Casual Games

Spinks hates Facebook games. I have to admit, I've blocked nearly all of them myself by now, although Farmville seems to have supplementary applications - a sort of parasitic mini-eco-system around it - that get around the 'hide' command.

However, at the end, she's enquiring, with regard to Farmville's log-on-at-regular-intervals-or-stuff-dies 'feature':

Who thought it would be a good idea to force players to log on at regular set periods. Isn’t that the opposite of casual?

And indeed, I'm seeing some evidence that people who don't play MMOs or other computer games are happily putting hours and hours of cumulative time into things like Farmville, or other Facebook games like Mafia Wars. I've seen plaintive updates, not posted by the game, but by people themselves, looking for one more pair of concrete overshoes, or whatever the desired collectible they can't get hold of is.

They've got a short lifespan, though. Mafia Wars already seems to be disappearing in favour of Farmville, and everyone seems to have forgotten about the egg-hatching thing that was all the rage during the summer. Last year's dragon thing, where you take a hatchling and grow it into a mighty, treasuring-hoarding wyrm, is long-gone.

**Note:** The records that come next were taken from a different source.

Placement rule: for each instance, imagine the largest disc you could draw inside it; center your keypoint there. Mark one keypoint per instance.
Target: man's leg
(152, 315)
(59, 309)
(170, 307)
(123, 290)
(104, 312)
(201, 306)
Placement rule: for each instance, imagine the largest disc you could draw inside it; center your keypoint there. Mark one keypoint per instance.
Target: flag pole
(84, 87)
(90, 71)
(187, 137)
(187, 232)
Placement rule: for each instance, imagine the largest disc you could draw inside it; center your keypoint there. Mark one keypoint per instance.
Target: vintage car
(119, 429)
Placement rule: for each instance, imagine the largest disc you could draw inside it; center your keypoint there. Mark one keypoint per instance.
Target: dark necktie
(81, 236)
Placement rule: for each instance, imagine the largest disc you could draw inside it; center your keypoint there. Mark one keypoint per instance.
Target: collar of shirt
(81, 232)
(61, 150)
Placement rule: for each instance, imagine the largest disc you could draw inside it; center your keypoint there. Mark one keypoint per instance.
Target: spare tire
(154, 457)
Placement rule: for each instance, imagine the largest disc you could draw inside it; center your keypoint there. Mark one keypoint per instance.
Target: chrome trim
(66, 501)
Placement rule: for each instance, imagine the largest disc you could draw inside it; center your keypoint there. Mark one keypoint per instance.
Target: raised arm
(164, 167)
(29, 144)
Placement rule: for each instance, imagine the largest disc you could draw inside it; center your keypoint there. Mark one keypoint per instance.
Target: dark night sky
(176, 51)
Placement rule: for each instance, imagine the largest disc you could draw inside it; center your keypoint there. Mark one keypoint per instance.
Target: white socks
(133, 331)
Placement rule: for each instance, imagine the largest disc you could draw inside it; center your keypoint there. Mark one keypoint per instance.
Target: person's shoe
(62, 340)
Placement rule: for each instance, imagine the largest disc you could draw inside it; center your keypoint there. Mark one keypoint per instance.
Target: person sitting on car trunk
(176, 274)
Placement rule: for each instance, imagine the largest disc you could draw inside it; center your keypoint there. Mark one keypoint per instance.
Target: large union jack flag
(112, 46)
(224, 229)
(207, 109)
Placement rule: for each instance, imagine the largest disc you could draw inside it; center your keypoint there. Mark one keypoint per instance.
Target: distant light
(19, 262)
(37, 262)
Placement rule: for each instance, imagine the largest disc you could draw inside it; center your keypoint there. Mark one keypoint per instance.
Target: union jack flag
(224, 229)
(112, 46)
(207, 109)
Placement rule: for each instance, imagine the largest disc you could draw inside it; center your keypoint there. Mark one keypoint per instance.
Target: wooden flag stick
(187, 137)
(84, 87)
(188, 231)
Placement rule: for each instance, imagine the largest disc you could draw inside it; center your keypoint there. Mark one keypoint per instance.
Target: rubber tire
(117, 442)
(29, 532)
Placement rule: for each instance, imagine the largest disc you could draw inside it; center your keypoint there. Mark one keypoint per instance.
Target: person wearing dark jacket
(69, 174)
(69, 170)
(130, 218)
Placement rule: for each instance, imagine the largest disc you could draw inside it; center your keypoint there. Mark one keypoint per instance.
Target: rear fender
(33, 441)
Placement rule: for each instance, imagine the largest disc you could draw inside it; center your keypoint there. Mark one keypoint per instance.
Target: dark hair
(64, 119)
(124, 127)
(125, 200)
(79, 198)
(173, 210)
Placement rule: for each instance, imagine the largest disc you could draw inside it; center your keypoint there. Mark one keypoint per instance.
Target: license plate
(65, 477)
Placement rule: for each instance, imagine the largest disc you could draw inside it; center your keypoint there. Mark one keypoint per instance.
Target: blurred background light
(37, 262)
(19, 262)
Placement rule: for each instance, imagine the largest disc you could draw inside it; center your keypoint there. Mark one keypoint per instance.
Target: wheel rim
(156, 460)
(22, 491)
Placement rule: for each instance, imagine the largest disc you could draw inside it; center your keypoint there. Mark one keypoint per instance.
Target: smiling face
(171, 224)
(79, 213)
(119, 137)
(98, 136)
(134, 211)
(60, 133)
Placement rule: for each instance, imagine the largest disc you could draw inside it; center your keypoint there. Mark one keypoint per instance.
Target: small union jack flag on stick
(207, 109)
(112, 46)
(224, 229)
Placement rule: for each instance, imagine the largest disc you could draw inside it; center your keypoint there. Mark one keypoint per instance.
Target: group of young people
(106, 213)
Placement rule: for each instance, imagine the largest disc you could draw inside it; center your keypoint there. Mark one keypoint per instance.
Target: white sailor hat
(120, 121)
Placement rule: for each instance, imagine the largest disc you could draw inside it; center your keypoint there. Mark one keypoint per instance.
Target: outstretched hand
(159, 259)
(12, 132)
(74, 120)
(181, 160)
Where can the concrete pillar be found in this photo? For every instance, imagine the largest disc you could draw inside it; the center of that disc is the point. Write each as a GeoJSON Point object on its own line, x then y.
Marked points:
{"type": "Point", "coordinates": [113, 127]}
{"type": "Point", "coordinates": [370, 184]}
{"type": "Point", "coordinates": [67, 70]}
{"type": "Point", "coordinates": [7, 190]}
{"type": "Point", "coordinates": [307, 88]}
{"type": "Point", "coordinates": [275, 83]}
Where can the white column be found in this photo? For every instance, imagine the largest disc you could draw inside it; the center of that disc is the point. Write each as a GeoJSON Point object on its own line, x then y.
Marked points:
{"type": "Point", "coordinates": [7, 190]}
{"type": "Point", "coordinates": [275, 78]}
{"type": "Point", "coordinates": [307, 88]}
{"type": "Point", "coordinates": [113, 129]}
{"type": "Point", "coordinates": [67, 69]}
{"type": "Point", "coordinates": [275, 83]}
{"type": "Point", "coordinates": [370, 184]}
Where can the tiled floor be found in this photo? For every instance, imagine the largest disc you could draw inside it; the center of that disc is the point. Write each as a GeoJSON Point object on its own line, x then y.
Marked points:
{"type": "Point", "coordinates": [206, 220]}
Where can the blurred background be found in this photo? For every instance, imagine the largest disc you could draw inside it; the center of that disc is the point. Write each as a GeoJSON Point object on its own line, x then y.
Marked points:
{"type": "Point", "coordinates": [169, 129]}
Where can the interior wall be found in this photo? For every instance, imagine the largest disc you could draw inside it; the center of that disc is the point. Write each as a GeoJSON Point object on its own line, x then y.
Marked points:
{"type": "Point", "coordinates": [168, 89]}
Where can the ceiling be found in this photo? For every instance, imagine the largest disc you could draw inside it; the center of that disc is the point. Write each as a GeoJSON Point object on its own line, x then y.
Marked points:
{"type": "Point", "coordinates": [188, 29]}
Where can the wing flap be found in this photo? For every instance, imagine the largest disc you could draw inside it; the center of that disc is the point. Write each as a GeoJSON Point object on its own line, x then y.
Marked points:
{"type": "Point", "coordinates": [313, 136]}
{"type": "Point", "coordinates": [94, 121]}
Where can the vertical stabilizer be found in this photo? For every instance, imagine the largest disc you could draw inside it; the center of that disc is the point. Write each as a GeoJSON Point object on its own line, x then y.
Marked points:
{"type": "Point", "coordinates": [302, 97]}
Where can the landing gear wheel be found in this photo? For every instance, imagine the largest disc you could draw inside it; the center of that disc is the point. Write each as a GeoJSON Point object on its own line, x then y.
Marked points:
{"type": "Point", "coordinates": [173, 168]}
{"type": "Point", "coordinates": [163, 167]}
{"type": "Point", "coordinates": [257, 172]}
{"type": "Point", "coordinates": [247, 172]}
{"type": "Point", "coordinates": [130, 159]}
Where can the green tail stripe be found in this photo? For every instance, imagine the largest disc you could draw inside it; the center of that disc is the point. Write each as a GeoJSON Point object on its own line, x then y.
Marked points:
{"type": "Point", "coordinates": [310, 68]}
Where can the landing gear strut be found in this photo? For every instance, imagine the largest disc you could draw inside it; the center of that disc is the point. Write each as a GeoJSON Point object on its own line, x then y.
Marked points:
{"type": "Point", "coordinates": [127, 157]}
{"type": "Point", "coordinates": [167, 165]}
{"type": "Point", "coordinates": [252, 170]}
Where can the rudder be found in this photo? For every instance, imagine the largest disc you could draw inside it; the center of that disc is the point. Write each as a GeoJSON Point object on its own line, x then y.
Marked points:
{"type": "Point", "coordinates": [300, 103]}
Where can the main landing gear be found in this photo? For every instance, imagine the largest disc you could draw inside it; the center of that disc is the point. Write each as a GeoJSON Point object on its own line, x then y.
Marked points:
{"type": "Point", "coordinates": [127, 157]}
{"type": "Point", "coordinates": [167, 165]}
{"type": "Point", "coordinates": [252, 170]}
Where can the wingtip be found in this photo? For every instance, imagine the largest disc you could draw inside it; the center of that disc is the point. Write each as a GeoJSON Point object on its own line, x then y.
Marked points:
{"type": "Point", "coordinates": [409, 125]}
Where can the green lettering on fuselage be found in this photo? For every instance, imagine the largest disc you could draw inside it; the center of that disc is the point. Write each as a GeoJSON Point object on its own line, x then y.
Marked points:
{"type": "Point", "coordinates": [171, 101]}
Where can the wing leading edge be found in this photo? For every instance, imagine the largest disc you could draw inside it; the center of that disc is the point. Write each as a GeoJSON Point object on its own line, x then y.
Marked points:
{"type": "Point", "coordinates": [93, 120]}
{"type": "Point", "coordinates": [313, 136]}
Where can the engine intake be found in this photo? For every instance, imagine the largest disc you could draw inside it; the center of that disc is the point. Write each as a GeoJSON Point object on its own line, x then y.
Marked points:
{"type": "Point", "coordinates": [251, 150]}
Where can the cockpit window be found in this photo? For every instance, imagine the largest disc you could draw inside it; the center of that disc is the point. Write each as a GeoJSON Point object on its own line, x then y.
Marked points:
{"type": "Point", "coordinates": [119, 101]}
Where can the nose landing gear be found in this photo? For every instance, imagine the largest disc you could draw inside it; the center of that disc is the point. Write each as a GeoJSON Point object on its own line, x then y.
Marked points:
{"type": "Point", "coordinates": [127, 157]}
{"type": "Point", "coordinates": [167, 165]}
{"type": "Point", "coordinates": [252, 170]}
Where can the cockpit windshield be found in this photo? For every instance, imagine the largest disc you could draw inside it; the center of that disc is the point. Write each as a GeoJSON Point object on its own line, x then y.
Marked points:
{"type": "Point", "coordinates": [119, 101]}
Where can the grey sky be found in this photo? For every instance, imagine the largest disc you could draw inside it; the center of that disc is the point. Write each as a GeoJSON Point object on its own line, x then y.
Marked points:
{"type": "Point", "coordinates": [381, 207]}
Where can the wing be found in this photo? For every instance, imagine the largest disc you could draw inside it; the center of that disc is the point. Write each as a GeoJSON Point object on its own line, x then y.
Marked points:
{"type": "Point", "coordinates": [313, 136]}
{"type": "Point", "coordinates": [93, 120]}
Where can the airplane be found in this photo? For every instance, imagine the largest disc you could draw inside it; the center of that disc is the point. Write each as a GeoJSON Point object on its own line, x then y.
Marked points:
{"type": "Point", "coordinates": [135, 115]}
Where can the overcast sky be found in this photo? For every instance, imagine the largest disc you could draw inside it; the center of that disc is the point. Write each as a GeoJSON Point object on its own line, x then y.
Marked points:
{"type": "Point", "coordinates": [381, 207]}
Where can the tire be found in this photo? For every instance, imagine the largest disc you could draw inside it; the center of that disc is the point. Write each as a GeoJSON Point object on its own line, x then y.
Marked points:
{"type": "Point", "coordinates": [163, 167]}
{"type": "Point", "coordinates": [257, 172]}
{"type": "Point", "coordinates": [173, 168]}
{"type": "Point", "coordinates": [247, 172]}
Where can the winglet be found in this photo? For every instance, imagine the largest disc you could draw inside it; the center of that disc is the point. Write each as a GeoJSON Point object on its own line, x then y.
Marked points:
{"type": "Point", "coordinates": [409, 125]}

But I'm starting to think that what separates casual games (or casual gaming) from others is the entry barrier, not for the game, but for the 'session'. If you can sit down and do your thing in a game - on Facebook, in an MMO, or in a single-player game, without having to make any preparations, organise people, or block time aside - that's casual. If you have to do any of that, it's not. And Farmville fails that test, by making you log in regularly, having to organise it.

This means that some MMOs are more casual than others. There is very little you can do in EVE if you just drop in; you need to take at least half an hour for anything in it. On the other end of the scale of MMOs, if you're playing the crafting game in Everquest II, or the Auction House in WoW, you can get your stuff done in chunks of less than a minute. And the Facebook games only take seconds.

So, is this a useful way to distinguish games?